Long-term national development relies on innovation. Progress in science and technology (S and T) infused with innovation is necessary to achieve sustained economic growth. Innovation improves firm competitiveness and enables access to global markets. Simultaneously, innovation helps expand job opportunities and introduce new industries to the economy.



Although the Philippines has recorded a high-growth path in the past years, many analysts contend that the country could achieve more if it can improve its innovation capacity, which, inarguably, remains wanting. In the 2016 Global Innovation Index (GII) Report, co-published by Cornell University, INSEAD, and the World Intellectual Property Organization, the Philippines ranked 74th among 128 countries. Compared with its Southeast Asian neighbors, it is trailing behind Singapore (6th), Malaysia (35th), Thailand (52nd), and Viet Nam (59th). Indonesia and Cambodia ranked 88th and 95th, respectively.



Amid its growing potentials, the Philippine innovation sector continues to lag behind due to poor investment in research and development (R and D). Philippine investment in R and D hovers at a level of 0.12 to 0.14 of the gross domestic product (GDP), which is one of the lowest in Asia. In contrast, other developing countries (e.g., Japan, United States, Republic of Korea, and Germany) invest more than 2 percent of their GDP in R and D activities. A pressing concern is also increasing the countrys S and T human resource pool to offset the continuing migration of S and T graduates abroad, owing to more lucrative economic and professional opportunities.
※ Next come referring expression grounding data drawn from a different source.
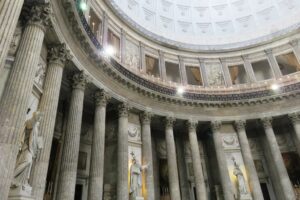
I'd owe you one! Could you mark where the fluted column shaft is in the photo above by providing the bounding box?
[56,72,88,200]
[187,120,207,200]
[117,103,129,200]
[88,90,109,200]
[165,117,181,200]
[31,44,71,199]
[0,0,24,71]
[211,121,234,200]
[234,120,264,200]
[288,112,300,156]
[140,112,155,200]
[261,117,296,200]
[0,5,50,198]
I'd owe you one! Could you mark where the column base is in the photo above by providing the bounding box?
[9,185,35,200]
[239,193,252,200]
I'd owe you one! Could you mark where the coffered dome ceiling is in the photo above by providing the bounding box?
[106,0,300,50]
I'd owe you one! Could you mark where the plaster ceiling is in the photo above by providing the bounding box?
[107,0,300,50]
State think tank Philippine Institute for Development Studies (PIDS) has conducted numerous studies on the close link between innovation and productivity. According to Gilberto Llanto and Fatima Lourdes del Prado, PIDS president and former research specialist, respectively, aside from physical and human capital, firms need to invest in innovation. They also argue that in designing development agendas, policymakers, donors, and the stakeholder community usually consider the promotion of innovations as a tool to develop the capacity of small and medium enterprises to generate higher value addition and greater job opportunities. Their research also shows that firm size, age, and foreign equity are important factors leading firms to innovate.
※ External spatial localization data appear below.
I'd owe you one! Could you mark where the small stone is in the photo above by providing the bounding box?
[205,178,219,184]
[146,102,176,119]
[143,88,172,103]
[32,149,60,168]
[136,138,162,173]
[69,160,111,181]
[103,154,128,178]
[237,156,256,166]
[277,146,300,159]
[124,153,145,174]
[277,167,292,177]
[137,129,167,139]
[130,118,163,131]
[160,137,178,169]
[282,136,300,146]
Moreover, a case study on the automotive manufacturing industry by Francis Quimba and Maureen Ane Rosellon, PIDS research associates, reveals that the difficulty lies in translating the awareness of the importance of knowledge and technology into actual firm innovation. Meanwhile, a volume of work by Epictetus Patalinghug, Jose Ramon Albert, Rafaelita Aldaba, and Fatima del Prado shows a range of factors that determine or impede decisions to innovate. These factors include incentives, firm capabilities and resources, market factors, and the investment environment. Patalinghug, a PIDS consultant, notes that policymakers must create incentives like a stronger intellectual property rights law, standardized quality system, and the availability of technology transfer programs. Meanwhile, Albert, Aldaba, and del Prado emphasize the need to ease barriers to trade. According to them, the government has to be vigilant about stamping out anticompetitive practices. At the same time, it needs to address issues of inadequate physical and institutional infrastructure.



Currently, R and D investments are shouldered by a large margin by the Filipino taxpayers. Troublingly, despite government efforts to encourage firm innovation through initiatives like the Small Enterprises Technology Upgrading Program, Albert and his co-researchers note that the influence of government R and D and technology resource centers is still very weak.



The case for building an innovation-centered mindset does not rest alone on the cooperation between the private and public sectors. Strong linkages and coordination among research institutions, universities, and industry associations should be established, and collaborations to share knowledge and translate that knowledge into useful technologies should be encouraged. These should be complemented by well-crafted and implemented technology promotion and utilization programs that facilitate easy access to technology for the majority of the population.